The big banks serve a number of vital purposes in Canada, not the least of which is to serve as political whipping boy when politicians want to suck up to the voters and deflect public outrage from the scandal du jour. With a possible election looming, all three major parties have jumped on the “regulate ATM fees” bandwagon. Each has their own reasons – the NDP because shrill, irrational populism is their stock in trade, the Liberals because they’re trying to make everyone forget that they elected Stephane Dion as leader, and the Conservatives, because, well, everyone else was doing it (perhaps with a discreet wink to the bankers implying that if they take the hit on this, bank mergers might be viewed more favourably under a future Tory majority.)
Of course, the idea that there is some massive inequity in the way that ATM fees are charged is utter nonsense.
Firstly, Canada has far more machines per capita than most countries, including the US. That means Canadians have greater choice in which machines they use, including those of their own bank, which normally don’t charge a fee to customers. Given the number of ATMs in the country, avoiding a fee for most Canadians rarely means more than walking a block or two.
Secondly, the notion that Canadian fees are out of line with those charged elsewhere is simply false. A 2006 study from theBritish Bankers Association found that our fees for withdrawals from banks where the withdrawer was not a customer were below those of Germany and Italy, about the same as the US, and slightly higher than Australia. For withdrawals from ATMs outside Canada, Canadian fees were the third lowest of 10 countries surveyed (far lower than the UK).
There’s also a direct correlation between the physical size of an ATM network and the cost to maintain it. The idea that Canadian fees should reflect those in Ireland or the UK is equivalent to demanding that train travel from Vancouver to Toronto be priced the same as between London and Liverpool.

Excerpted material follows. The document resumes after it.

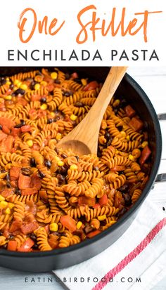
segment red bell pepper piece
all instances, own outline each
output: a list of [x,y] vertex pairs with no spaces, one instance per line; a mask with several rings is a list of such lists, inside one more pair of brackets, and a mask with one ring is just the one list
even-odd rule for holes
[[139,158],[139,164],[141,165],[143,165],[145,163],[145,162],[147,160],[147,159],[149,157],[151,154],[151,150],[148,147],[148,146],[146,145],[146,147],[144,147],[144,148],[143,149],[141,152],[141,157]]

An argument also has been made, notably by NDP Finance Critic Judy Wasylycia-Leis, that the banks make a lot of money and can afford not to charge for ATM use, the insinuation being that welfare moms’ transaction fees are being funneled directly into solid gold bidets for bankers’ private jets and the like. In fact, banks, like all businesses, are entitled to be profitable and it’s lucky for Canadians that they are, since the Big 5 collectively employ over 237,000 people and pay $4.39 billion a year in taxes. Moreover, because Canadian law prohibits single shareholders from owning more than 10% of the outstanding shares of any bank stock, the shares are widely held, and millions of Canadians benefit from bank profits either directly through shareholding or indirectly through pension funds.
For further proof that the whole hullabaloo is simple politics, consider the “white label” ATMs not owned by the banks. The owners of these machines can charge whatever the market will bear (some have fees of up to $20 per withdrawal) and yet no one is talking about regulating these companies.
If some form of ATM fee regulation is legislated, the outcome will be predictable. The banks will make up the lost revenue either through new charges, or they will reduce the size of their ATM networks, or both. In any case, the ultimate loser will be the consumer.